# Mit dem Belly in der Apenrader Bucht



## NOK Angler (15. Oktober 2006)

HI , 

nachdem ich an deutschen Küsten jetzt länger ohne erfolg geblieben bin , beschloss ich Freitag Abend spontan das ich Samstag morgen mal nach Apenrade hochdüsen werde. Also schnell noch Wetter gecheckt und dann Sachen packen. Den dänischen Angelschein musste ich auch noch schnell übers Netz bestellen. Geht echt super unproblematisch mit dem selber ausdrucken !

Samstag morgen denn noch schnell bei DS Angelcenter Watties und Seeringler geholt und wieder ab auf die A7 Richtung norden . Um etwa 10.30 bin ich denn bei dem Strand meiner Wahl in der Apenrader Bucht angekommen und mache mein Belly fertig. Schnell noch ein Kaffe am Strand und dann schiebe ich mein Belly ins Wasser. Erst paddle ich zu einem GPS Punkt den ich mir abends noch auf der Karte rausgesucht habe. Während ich rauspaddle werfe ich meinen Spöket immer wieder recht und links von mir aus. Während ich gerade den Wobbler durchsacken lasse , merke ich auf einmal dieses " ping " am anderen Ende der Schnur. Leider geht der Anschlag ins leere !! Mist , aber erstmal an dieser Stelle bleiben und weiter probieren. Leider wollte sich keine Mefo mehr erbarmen und als immer mehr Mefo Angler am Strand auftauchten beschloss ich meinen Weg zu GPS Punkt 1 weiter fortzusetzen um aus der Wurfentfernung der Watangler zu kommen . 

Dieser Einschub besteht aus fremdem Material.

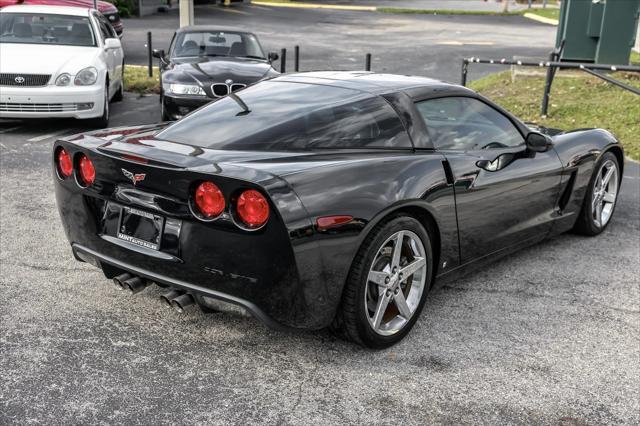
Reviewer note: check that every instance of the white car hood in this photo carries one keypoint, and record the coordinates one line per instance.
(46, 59)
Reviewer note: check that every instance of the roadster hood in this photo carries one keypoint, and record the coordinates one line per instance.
(45, 59)
(219, 69)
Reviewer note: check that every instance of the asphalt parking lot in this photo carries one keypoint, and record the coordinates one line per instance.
(548, 335)
(429, 45)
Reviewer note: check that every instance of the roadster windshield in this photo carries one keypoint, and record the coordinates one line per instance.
(285, 116)
(217, 43)
(42, 28)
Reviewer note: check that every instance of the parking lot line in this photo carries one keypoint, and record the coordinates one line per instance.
(47, 136)
(9, 129)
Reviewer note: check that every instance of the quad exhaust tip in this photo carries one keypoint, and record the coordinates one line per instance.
(135, 284)
(168, 297)
(181, 302)
(120, 279)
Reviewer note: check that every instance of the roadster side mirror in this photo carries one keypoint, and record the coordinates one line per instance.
(537, 142)
(158, 53)
(112, 43)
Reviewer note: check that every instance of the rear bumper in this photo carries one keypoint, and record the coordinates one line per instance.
(258, 270)
(51, 101)
(94, 258)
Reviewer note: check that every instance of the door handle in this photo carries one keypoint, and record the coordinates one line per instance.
(498, 163)
(488, 165)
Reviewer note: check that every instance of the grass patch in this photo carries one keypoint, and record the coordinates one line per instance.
(575, 102)
(136, 79)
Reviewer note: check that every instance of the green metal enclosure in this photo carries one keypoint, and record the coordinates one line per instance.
(599, 31)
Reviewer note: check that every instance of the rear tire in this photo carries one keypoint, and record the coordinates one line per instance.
(601, 197)
(380, 313)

An GPS Punkt 1 angekommen ankere ich erstmal , mach meine Grundrute mit 2 Haken System klar und bestücke diese jeweils mit Watties und Seeringler. Danach erstmal Frühstück. Zu einem Frühstück fühlte sich wohl auch eine 28cm Kliesche eingeladen als sie sich wenig später meinen Wattie einverleibt . Nachdem ich die Haken wieder neu bestückt habe dauert es wiedergar nicht lange da beißt ein Wittling , der aber zurück ging. Es gesellte sich denn noch eine 31cm Kliesche und eine 31cm Flunder dazu bevor ich beschloss mich mal ein bisschen an der Spitze der Bucht umzugucken. Also Anker gelichtet und schön an der Abbruchkante länges gepaddelt zur Landspitze. Beim paddeln habe ich ein bisschen gepilkt und konnte zwischendurch immer wieder kleine Dorsche und Wittlinge landen.

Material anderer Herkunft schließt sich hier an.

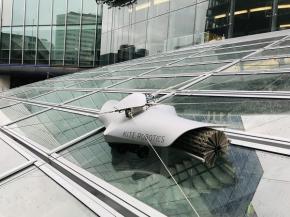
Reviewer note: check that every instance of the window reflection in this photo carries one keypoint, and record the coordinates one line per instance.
(18, 12)
(57, 49)
(45, 12)
(16, 44)
(6, 12)
(43, 44)
(181, 35)
(72, 45)
(30, 44)
(156, 34)
(59, 11)
(31, 12)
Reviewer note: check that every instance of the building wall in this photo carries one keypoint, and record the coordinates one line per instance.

An der Spitze angekommen machte ich denn wieder meine Grundrute klar , verzichtetet aber dieses mal auf den Anker. Mit der anderen Rute pilkte ich immer ein bisschen nebenbei. An diesem Platz lies ich mich nun immer wieder raustreiben und paddelt denn wieder unter Land und begann eine neue Drift . Es bissen gelegentlich kleine Dorsche auf Pilker oder Dorschfliege . Auf der Grundrute konnte ich immer wieder schöne Butts landen , insgesamt noch 4 ordentlich Flachmänner mit 35 , 36 , 39 und 45 cm. Zwischendurch hatte ich noch einen hammerharten biss auf Wattwurm. Die Rute bog sich zum Halbkreis , die Bremse gab Schnur frei und ich wurde mit dem Belly richtig rumgezogen . Doch leider blieb dieser Fisch nicht hängen !!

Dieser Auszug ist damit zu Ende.